Even in the low moments of crushing defeat, we’d have angry sex to break the tension, then lie in bed breaking down each other’s rides, analyzing everything that had gone wrong. We’d been good together, damn good, but something about having a third had always elevated things between us from good to out-fucking-standing.

And I’d just bet Derek knew that. He seemed to know just about everything about everyone here at the Ranch. At least when it came to their needs and dynamics. We needed this. I’d wanted to deny it when he’d posed his request, but Wylde had jumped right on it, and I’d let him sweep me along with his plans for the perfect fantasy. Which was starting to feel like it involved far more than a messy room and a refrigerator filled with groceries neither of us knew what to do with.

Knock. Knock. Knock!

Showtime!

Wylde strode past me to reach the door before I could move, opening it to a sight that left me breathless. Payne’s sun-kissed skin shimmered with a dusting of glitter where it wasn’t covered by his black lace crop top, matching boy shorts, and the frilly white apron he’d tied around his waist. Fluffy black and white kitty-cat ears were perched on the top of his head, holding his golden hair back from his face, the longest strands falling less than an inch above his shoulders. When Wylde shifted his stance to lean against the doorframe, I glimpsed what his body had kept hidden from my view. Poking through those boy shorts, which could only mean that the base was a butt plug he’d inserted, was a black and white tail even fluffier than those amazing ears he had on.

Holy shit!

The end of his tail was draped over his arm, and in his hand he held a matching feather duster. He’d even drawn whiskers on his cheeks and darkened his nose, which wiggled when he mewed up at us.

“Hi,” he said, grinning, which made his green-gold eyes shimmer almost as much as his skin.

I was a sucker for green-eyed men; they’d always been my kryptonite. How had I not noticed the color in the lobby when we’d been introduced?
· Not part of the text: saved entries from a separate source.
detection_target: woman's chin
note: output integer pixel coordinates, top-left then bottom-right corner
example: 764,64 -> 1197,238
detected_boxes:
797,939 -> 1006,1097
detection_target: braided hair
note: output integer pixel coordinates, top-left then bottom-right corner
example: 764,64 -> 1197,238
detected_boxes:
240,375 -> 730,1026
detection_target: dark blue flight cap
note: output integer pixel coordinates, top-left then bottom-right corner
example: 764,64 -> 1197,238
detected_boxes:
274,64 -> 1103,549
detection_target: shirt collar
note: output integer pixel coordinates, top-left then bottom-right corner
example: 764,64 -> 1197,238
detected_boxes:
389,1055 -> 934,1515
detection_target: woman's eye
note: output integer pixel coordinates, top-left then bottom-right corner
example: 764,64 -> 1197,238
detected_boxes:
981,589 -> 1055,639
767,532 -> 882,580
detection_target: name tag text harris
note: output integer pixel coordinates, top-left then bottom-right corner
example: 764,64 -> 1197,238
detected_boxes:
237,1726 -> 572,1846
Oh yeah, I’d been too busy admiring his dimples, another feature I’d always been drawn to.

“Well, hello kitty,” Wylde drawled. “What can we do for you?”
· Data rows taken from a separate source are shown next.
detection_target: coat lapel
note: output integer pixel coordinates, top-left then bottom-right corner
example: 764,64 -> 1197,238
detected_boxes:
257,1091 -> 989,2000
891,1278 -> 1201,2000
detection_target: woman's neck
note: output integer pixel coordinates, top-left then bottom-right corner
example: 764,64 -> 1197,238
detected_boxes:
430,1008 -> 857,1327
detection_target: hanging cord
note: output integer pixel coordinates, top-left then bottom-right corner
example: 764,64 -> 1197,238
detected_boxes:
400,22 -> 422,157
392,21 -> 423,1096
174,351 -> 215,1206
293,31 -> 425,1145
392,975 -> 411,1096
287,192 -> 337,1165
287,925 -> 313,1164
“I’m from the Meow Maids cleaning service, and I’m here to tidy up for you.”

“Really? I suppose the place could use a bit of sprucing up,” Wylde said. “What’s your name? We have to call you something, unless you’d prefer I just call you pretty kitty all day.”

“I wouldn’t mind at all if you did,” he replied. “My name is Payne, and I love to be petted, especially if you like my work. Will you let me in so I can get to work on you, err,foryou?”

Payne blushed so adorably when he said it that I was momentarily stunned and almost failed to move out of the way fast enough when Wylde stepped back, nearly treading on my toes as he ushered Payne into the cabin past me.

“Come on in, Payne,” Wylde said, one hand hovering at the small of Payne’s back, but not touching. “But I should warn you, it’s a hot mess in here.”

Payne just flashed him a bright smile over his shoulder and waved the feather duster at him. “Messy is my specialty.”

“In that case, we can’t wait to see you in action,” I said as I followed them into the living room.

“Would it be okay if I put some music on while I clean?” he asked as he strode around the room, taking it all in. “Unless the owner of that guitar would like to play for me instead?”

His gaze slid from Wylde to me. Was that a challenge? A request? When Wylde didn’t immediately answer, I answered for him, just in case he was tempted to make a bunch of flimsy excuses about why he couldn’t.

“He’d be happy to,” I said as I lifted the case off the couch and passed it to him.